Finish line: Zee Entertainment is trying to settle and restructure its outstanding debt with creditors who moved India’s bankruptcy and insolvency court against the company over past defaults, per Bloomberg. Zee needs to tie these loose ends asap as it races to close its merger with Sony India.
Newer pastures: After music and movies, T-Series is branching out into the OTT business and greenlighting fewer films for cinemas. Two of its recent theatrical releases, Shehzada and An Action Hero, have flopped. The production house is working on two biographical shows—on choreographer Saroj Khan and Café Coffee Day founder VG Siddhartha, and one with director Hansal Mehta.
Fat trimmings: Music labels want broadcasters to pay more for using their songs on reality TV shows. So much so that TV execs say the rise in these fees may stall the launch of new music/dance reality shows. It could also mean only the biggest shows will survive; high music licensing fees can only make sense if you’re as big as, say, Indian Idol.
Boss babies: CoComelon will now be an animated movie, courtesy DreamWorks. Characters of the wildly successful YouTube channel (158 million subscribers!) for kids have already been adapted into a Netflix show, and producers Moonbug Entertainment want to take the IP across formats, including a hotel playground and customised animated fan shoutouts. Its ambitions are in experienced hands: Disney acquired Moonbug Entertainment in November 2021 for $3 billion.
I verify dead people: Twitter has been reportedly reinstating blue ticks free of charge to accounts with over a million followers, but with a note claiming the user subscribed to Twitter Blue and verified a phone number. As a result, several accounts belonging to dead celebrities are now showing up with the blue tick again, with a misleading message that they’ve paid for it and verified their credentials. Fwiw, some fans, such as those of deceased actor Sushant Singh Rajput, are happy their favourite celeb’s blue tick is back (see Twitter thread).
Trumpet 🎺
Sabyasachi/Instagram
Every year, someone tells Sabyasachi Mukherjee that his models are glum and depressing. This year’s no exception. Comments on Twitter poured in after ads of his newest collection were plastered across national dailies. Arguments ranged from the models being off-putting to their expressions and clothing being inappropriate for happy occasions such as religious festivals or weddings.
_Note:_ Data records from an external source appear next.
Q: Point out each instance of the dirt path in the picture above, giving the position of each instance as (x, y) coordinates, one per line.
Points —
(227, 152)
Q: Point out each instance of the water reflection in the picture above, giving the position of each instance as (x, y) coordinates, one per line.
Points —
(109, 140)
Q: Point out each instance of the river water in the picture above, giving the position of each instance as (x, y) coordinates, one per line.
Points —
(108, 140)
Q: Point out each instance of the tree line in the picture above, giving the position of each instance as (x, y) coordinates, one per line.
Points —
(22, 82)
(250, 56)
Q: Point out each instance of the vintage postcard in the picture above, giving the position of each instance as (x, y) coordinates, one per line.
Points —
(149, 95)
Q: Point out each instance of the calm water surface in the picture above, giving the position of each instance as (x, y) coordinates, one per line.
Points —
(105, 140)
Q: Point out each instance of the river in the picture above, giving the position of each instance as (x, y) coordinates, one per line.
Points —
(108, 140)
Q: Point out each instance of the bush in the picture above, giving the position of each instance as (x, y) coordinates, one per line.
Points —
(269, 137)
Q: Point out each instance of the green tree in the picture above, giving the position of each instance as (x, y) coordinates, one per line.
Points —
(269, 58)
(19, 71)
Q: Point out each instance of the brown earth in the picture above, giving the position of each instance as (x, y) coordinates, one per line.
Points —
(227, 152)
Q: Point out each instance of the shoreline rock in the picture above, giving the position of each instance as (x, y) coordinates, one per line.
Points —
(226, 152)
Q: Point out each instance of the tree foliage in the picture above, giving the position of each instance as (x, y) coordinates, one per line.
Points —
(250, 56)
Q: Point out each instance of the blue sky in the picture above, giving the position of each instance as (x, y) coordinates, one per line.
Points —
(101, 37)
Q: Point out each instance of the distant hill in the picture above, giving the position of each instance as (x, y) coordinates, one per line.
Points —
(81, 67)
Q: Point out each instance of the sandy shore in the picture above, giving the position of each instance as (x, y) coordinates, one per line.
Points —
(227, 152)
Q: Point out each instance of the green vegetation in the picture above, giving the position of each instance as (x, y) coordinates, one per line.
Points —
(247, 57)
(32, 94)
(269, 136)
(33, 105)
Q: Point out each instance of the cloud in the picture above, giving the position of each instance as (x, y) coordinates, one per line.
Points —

I don’t know if the man who virtually invented the contemporary Indian bridal look is paying attention. Maybe not, not least because he sold a controlling stake in the Sabyasachi brand to the Aditya Birla Group back in 2021. But models of haute couture or high fashion (such as Sabysachi) typically don’t smile because of aristocratic convention: a haughty, mysterious, unattainable look signals luxury and exclusivity, the lifeblood of the fashion business. Could that change as social media democratises the industry more and more? I don’t know, but apparently us regular folks aren’t smiling much in selfies either.